Suara.com - Presiden Google Asia Pasifik, Scott Beaumont membantah adanya kesepakatan pembelian laptop Chromebook untuk seluruh sekolah di Indonesia dalam pertemuannya dengan mantan Mendikbudristek Nadiem Makarim pada Februari 2020.
Pernyataan tersebut disampaikan Scott saat hadir sebagai saksi dalam sidang lanjutan kasus dugaan korupsi pengadaan laptop Chromebook periode 2019-2022 yang menjerat Nadiem Makarim sebagai terdakwa.
Scott memberikan kesaksian secara daring melalui aplikasi Zoom dari Singapura di hadapan Majelis Hakim Pengadilan Tipikor Jakarta, Senin (20/4/2026).
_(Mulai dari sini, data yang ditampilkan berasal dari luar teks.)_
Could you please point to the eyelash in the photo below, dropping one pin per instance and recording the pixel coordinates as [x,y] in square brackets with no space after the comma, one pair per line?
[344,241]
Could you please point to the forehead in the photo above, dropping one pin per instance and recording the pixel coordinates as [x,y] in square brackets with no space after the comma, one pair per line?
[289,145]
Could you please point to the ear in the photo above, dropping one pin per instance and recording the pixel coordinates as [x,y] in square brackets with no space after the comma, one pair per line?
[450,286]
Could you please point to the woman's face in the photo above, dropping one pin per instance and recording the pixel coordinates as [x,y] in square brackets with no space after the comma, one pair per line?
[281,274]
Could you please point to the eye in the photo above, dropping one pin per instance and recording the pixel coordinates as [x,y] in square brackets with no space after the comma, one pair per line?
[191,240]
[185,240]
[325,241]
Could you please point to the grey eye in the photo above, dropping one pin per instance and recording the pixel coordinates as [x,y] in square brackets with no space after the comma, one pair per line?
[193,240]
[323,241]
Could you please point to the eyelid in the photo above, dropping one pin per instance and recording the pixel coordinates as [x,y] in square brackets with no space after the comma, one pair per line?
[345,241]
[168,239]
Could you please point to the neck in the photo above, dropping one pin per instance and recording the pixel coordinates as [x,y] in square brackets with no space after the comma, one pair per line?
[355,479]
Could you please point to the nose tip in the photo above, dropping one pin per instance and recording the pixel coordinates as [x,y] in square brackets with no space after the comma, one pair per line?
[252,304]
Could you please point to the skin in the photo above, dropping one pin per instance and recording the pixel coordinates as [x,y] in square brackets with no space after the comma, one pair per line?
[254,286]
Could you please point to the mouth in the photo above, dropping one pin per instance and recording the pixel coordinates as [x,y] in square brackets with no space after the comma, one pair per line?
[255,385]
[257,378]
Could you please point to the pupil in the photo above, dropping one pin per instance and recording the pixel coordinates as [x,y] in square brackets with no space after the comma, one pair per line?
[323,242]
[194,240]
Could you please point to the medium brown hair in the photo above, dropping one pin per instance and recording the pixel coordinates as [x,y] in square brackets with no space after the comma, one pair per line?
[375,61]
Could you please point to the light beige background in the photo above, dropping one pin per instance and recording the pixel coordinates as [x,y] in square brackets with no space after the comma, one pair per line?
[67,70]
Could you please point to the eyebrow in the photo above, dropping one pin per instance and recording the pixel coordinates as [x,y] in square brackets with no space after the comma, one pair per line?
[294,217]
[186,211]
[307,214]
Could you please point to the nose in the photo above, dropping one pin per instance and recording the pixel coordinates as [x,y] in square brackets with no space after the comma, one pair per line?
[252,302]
Dalam persidangan, kuasa hukum Nadiem awalnya mengonfirmasi klaim yang menyebut kliennya telah bersepakat dengan Google untuk menggunakan produk Google for Education, termasuk penggantian spesifikasi teknis hanya menggunakan Chrome OS.
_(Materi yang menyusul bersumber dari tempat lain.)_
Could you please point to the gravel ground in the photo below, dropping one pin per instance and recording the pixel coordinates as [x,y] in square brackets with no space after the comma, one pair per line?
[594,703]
“Pertanyaan saya, pada pertemuan di bulan Februari 2020, apakah ada kesepakatan seperti dibacakan tadi?” tanya Jaksa.
“Tidak ada. Kami sebenarnya merasa putus asa pada pertemuan itu,” jawab Scott.
Scott menjelaskan bahwa dalam pertemuan tersebut, pihaknya telah berupaya memaparkan keunggulan produk Google.
Namun, ia merasa penetrasi produk mereka terhambat karena pihak kementerian tampak lebih familiar dengan produk kompetitor, seperti Microsoft Machines.

Dugaan Aliran Dana Rp809 Miliar
Dalam perkara ini, Nadiem Makarim didakwa menerima keuntungan pribadi sebesar Rp809 miliar dari total kerugian negara yang ditaksir mencapai Rp2,1 triliun.
Jaksa Roy Riady merinci bahwa kerugian tersebut berasal dari mark-up atau kemahalan harga Chromebook sebesar Rp1,5 triliun serta pengadaan Chrome Device Management (CDM) senilai Rp621 miliar yang dinilai tidak bermanfaat.
“Memperkaya diri sendiri atau orang lain atau suatu korporasi yaitu terdakwa Nadiem Anwar Makarim sebesar Rp 809.596.125.000,” tegas Jaksa Roy dalam dakwaannya.
Jaksa menilai pengadaan ini tidak melalui evaluasi harga dan survei yang layak, sehingga perangkat yang dibeli tidak dapat berfungsi optimal, terutama untuk proses belajar mengajar di daerah Terluar, Tertinggal, dan Terdepan (3T).
Selain Nadiem, jaksa juga membeberkan daftar panjang pihak dan korporasi yang diduga turut menikmati uang hasil pengadaan tersebut. Berikut di antaranya:
- Nadiem Anwar Makarim: Rp809.596.125.000
- Mulyatsyah: SGD120.000 dan USD150.000
- Harnowo Susanto: Rp300.000.000
- Dhany Hamiddan Khoir: Rp200.000.000 dan USD30.000
- Mariana Susy: Rp5.150.000.000
- PT Acer Indonesia: Rp425.243.400.481,05
- PT Bhinneka Mentari Dimensi: Rp281.676.739.975,27
- PT Tera Data Indonesia (AXIOO): Rp177.414.888.525,48
- PT Dell Indonesia: Rp112.684.732.796,22 (dan sejumlah vendor lainnya seperti PT Asus, PT Lenovo, hingga PT Zyrex).